Este tipo de vídeos cubre un amplio espectro de imaginarios, en los que lo tabú juega, por supuesto, un papel esencial. El chantaje sexual a un jefe que pensaba practicar un ERTE a una empleada. El exhibicionismo en lugares públicos desiertos o el riesgo de jugar con quien no se debe en domicilios atiborrados de familiares. La impotencia sexual producida por el estrés y sus remedios caseros. Las perversiones a las que no tiene más remedio que abocar antes o después el teletrabajo. Maneras creativas de matar el aburrimiento en casa, y remedos humorísticos de los sex education films nórdicos de los años sesenta, que muestran qué actividades y qué posiciones impiden contagiarse. El impulso de rasgar o no la mascarilla para practicar una felación o un cunnilingus, y la imagen perturbadora resultante de hacerlo y entrar en acción. Curas milagrosas para el coronavirus a golpe de sexo. Lo que se está dispuesto a hacer por un rollo de papel higiénico. Las delirantes combinaciones entre los imaginarios del medical fetish y el bdsm, que apuntan en ciertos casos extremos tanto al deseo como al puro terror, véase Cogiéndome al paciente zero… Hay que sumar desde finales de febrero la popularidad —y polémica— despertadas por el avatar ProjektMelody, la primera camgirl hentai: «Nadie me ha creado. Nadie maneja mis hilos en tanto avatar virtual. Lo que ves es lo que hay. Soy una inteligencia artificial». Dado que el coronavirus ha hecho de todos nosotros hikikomoris, viejóvenes atrapados para rato en el cuarto de estar con nuestros juguetes tecnológicos preferidos, quizá ProjektMelody acabe por ser nuestra unidad sexual de destino en lo universal.
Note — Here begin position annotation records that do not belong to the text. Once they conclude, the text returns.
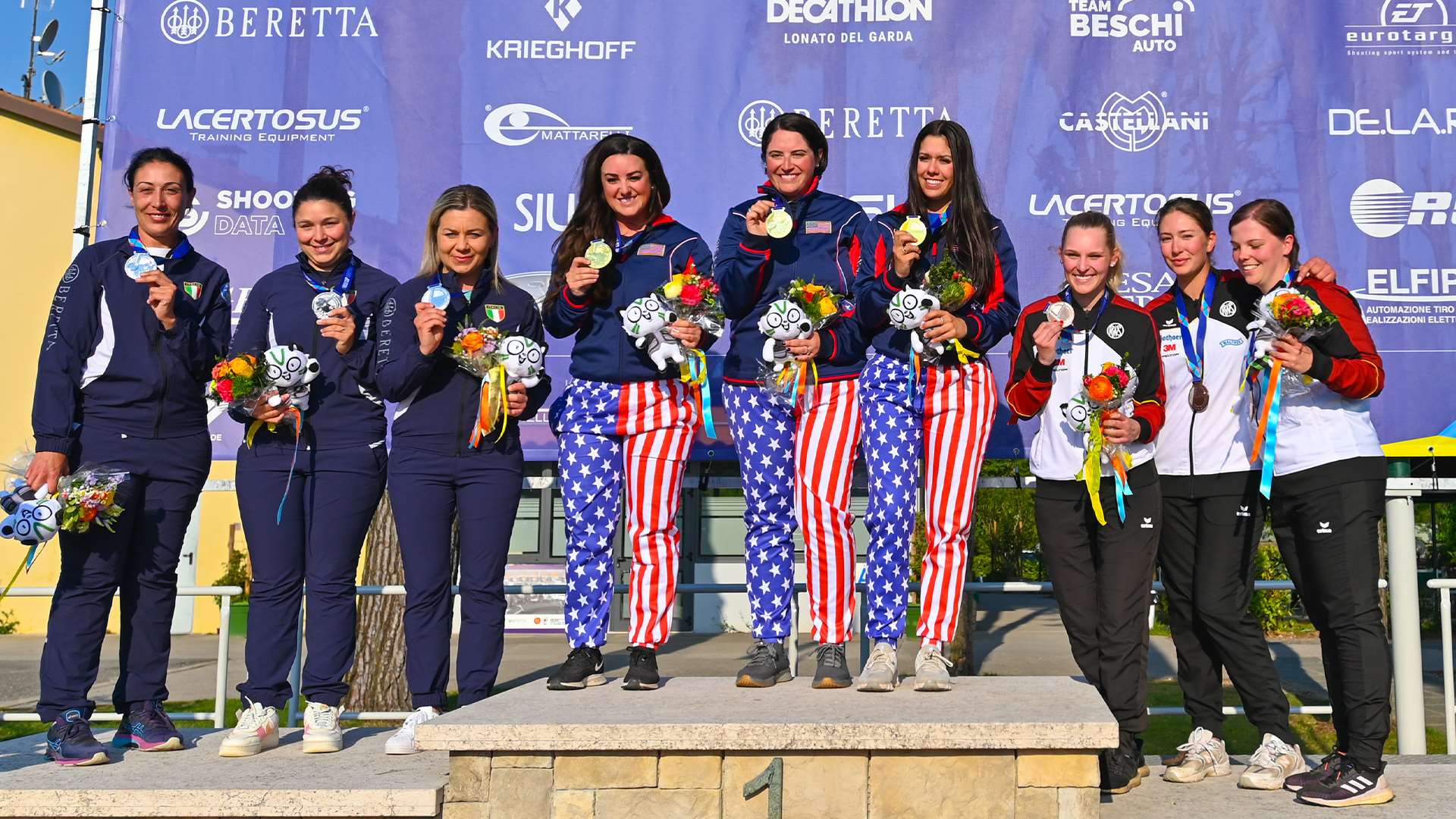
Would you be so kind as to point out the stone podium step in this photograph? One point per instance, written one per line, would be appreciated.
(699, 746)
(362, 780)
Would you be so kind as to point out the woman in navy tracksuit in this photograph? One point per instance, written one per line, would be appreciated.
(435, 471)
(134, 330)
(308, 503)
(797, 463)
(622, 423)
(944, 419)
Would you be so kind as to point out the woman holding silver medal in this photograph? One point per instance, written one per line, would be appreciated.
(1085, 363)
(134, 330)
(306, 494)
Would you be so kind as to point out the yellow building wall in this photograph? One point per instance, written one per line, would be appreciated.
(38, 168)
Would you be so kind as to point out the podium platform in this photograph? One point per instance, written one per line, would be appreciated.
(992, 746)
(362, 780)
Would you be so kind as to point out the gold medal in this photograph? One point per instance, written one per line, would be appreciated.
(599, 254)
(916, 229)
(780, 223)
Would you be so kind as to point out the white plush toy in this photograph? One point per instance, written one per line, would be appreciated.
(783, 322)
(290, 371)
(523, 360)
(647, 321)
(33, 516)
(908, 311)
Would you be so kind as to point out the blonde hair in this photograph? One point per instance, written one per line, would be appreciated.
(463, 197)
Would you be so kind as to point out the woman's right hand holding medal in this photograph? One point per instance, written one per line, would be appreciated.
(430, 325)
(908, 253)
(582, 276)
(758, 218)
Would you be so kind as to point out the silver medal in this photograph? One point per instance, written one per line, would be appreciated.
(327, 302)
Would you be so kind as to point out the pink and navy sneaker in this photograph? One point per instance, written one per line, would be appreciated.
(147, 727)
(71, 742)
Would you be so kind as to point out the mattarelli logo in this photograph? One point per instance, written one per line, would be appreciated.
(1150, 25)
(1382, 209)
(1404, 28)
(1134, 124)
(185, 22)
(563, 14)
(846, 123)
(261, 124)
(522, 123)
(856, 12)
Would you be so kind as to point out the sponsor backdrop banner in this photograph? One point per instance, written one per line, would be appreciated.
(1341, 108)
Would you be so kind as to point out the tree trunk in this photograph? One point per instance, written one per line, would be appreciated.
(378, 678)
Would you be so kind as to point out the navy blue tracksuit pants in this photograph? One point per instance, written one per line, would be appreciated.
(425, 490)
(140, 558)
(331, 502)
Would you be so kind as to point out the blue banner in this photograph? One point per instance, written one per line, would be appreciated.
(1337, 107)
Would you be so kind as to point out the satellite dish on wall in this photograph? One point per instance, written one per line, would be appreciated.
(49, 36)
(52, 85)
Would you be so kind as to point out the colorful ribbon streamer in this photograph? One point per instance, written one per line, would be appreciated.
(491, 413)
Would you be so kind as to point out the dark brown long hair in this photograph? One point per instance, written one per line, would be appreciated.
(595, 218)
(968, 232)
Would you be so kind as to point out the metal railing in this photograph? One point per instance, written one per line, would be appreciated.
(218, 713)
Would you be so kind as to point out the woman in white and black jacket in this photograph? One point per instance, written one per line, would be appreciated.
(1326, 497)
(1101, 575)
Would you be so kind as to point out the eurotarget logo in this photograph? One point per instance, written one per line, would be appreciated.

Enfermera otorga a una abuela su último deseo, protagonizada por actores de carne y hueso, es una muestra de narrativa capaz de trascender. Como indica su título, una enfermera se apiada de una anciana abrazada a un respirador —más bien una milf, la pornografía también se acoge a los límites de la representación en atención a la sensibilidad de sus fieles— y le procura un largo rato de intimidad en su habitación con tres guerreros nubios, no sin antes probar las habilidades de todos ellos con un admirable sentido de la deontología profesional. Los operarios logran que la enferma se olvide del respirador, de su dolencia, de sí misma, hasta que en uno de sus numerosos trances tiene lugar un encadenado y comprendemos que ha fallecido: en la habitación, iluminada ahora con luz nívea, no hay nadie con ella. Desorientada, nuestra protagonista abre la puerta, y se topa en el pasillo con un tropel de ángeles musculados con alitas de atrezo, que la reciben con aplausos y un ramo de flores y con los que se dirige entre risas hasta la salida del recinto, sumida en una luminosidad cegadora. Hay en Enfermera procura a una abuela su último deseo más comprensión hacia quienes han sufrido en mayor medida esta pandemia, y menos paternalismo en el retrato de su condición, que en la inmensa mayoría de los relatos oficiales y oficialistas con lo que hemos tenido que comulgar si nos interesaba aspirar al título de buenos ciudadanos.